Gwenaëlle Questel, Enseignant-chercheur en droit privé, Université Bretagne Sud (UBS)
Cet article est republié à partir de The Conversation sous licence Creative Commons. Lire l’article original.
En juin 2017 à Medellín (Colombie), le journaliste Manuel Bermúdez, l’acteur Víctor Prada et l’éducateur sportif Alejandro Rodríguez ont formalisé leur relation en signant un accord qui en fait un régime patrimonial spécial sous forme de « trieja » (« trouple » en français), un néologisme créé pour l’occasion à partir du mot espagnol « pareja », qui signifie « couple ». Cette union légale entre trois personnes fût la première du genre en Colombie.
En France, le « trouple », terme que l’on peut définir comme la relation amoureuse ou l’arrangement familial impliquant trois personnes, connaît une médiatisation croissante et fait maintenant presque partie du langage courant.

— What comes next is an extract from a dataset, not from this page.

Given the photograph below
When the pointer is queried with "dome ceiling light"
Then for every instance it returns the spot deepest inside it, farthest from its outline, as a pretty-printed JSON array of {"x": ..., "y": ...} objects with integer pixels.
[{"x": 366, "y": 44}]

Le terme reste pourtant inconnu du vocabulaire législatif.
Dans le droit français, l’union légale est limitée à deux personnes, limite qui se retrouve dans la plupart des pays mais qui n’est pas universelle et qui fait l’objet de revendications de la part de certaines associations LGBT.
Plus largement, les mécanismes juridiques actuels permettent-ils de traduire en droit les unions d’aujourd’hui ?

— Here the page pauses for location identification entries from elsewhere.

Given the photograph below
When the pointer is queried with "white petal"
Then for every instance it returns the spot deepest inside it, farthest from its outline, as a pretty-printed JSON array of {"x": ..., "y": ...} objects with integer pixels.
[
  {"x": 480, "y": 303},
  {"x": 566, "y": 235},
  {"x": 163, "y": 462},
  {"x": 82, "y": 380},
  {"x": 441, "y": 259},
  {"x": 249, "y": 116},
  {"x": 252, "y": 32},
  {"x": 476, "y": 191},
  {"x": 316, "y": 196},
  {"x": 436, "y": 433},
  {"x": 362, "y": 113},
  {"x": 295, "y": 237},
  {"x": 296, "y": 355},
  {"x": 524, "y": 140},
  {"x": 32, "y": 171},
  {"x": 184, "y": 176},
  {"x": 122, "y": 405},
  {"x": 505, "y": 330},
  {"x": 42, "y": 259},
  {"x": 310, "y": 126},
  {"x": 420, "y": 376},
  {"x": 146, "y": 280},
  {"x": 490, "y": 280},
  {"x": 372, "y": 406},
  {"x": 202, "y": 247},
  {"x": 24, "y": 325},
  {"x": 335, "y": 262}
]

Un pacte amoureuxL’amour souffre parfois d’une vision sociale étriquée. Arthur Rimbaud l’écrivait déjà en 1873 : « L’amour est à réinventer, on le sait ».
Le mot « couple », étymologiquement « j’attache avec », désigne d’abord un lien, une attache qui relie deux êtres. Le couple peut alors être défini comme la réunion voulue de deux personnes. Difficile d’aller plus loin dans la définition puisque le couple c’est d’abord un vécu qui recouvre des modes d’expression et des réalités qui n’ont cessé de se diversifier.

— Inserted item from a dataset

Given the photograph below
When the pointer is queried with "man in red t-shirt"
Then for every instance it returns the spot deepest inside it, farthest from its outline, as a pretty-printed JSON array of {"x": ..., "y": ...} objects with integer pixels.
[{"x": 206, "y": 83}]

Le sens affectif, déjà présent en latin, révèle que le couple est un pacte amoureux. C’est la volonté de construire à deux, de bâtir quelque chose que l’on pense solide, suffisamment solide pour résister aux aléas et aux inévitables bouleversements à venir et plus largement à l’usure du temps.
Le droit ne définit pas la notion de couple en tant que telle. Historiquement, il s’y intéresse surtout parce que le couple est d’abord envisagé comme le préalable de la famille au travers de l’institution du mariage.
En 1804, lors de la création du code civil, seule l’existence du couple marié hétérosexuel est consacrée en droit. Ce couple forme un tout sous l’autorité du mari et la vie de couple ne se conçoit qu’à travers le mariage, socle de la famille, et idéalement indissoluble.
Jusqu’au milieu des années 1960, la famille est marquée par la stabilité et la durée. Puis, progressivement, le mariage va cesser d’être exclusif, un autre idéal se dessine et, avec lui, l’idée que le mariage lui-même pourrait être pensé autrement : plus égalitaire et moins perpétuel.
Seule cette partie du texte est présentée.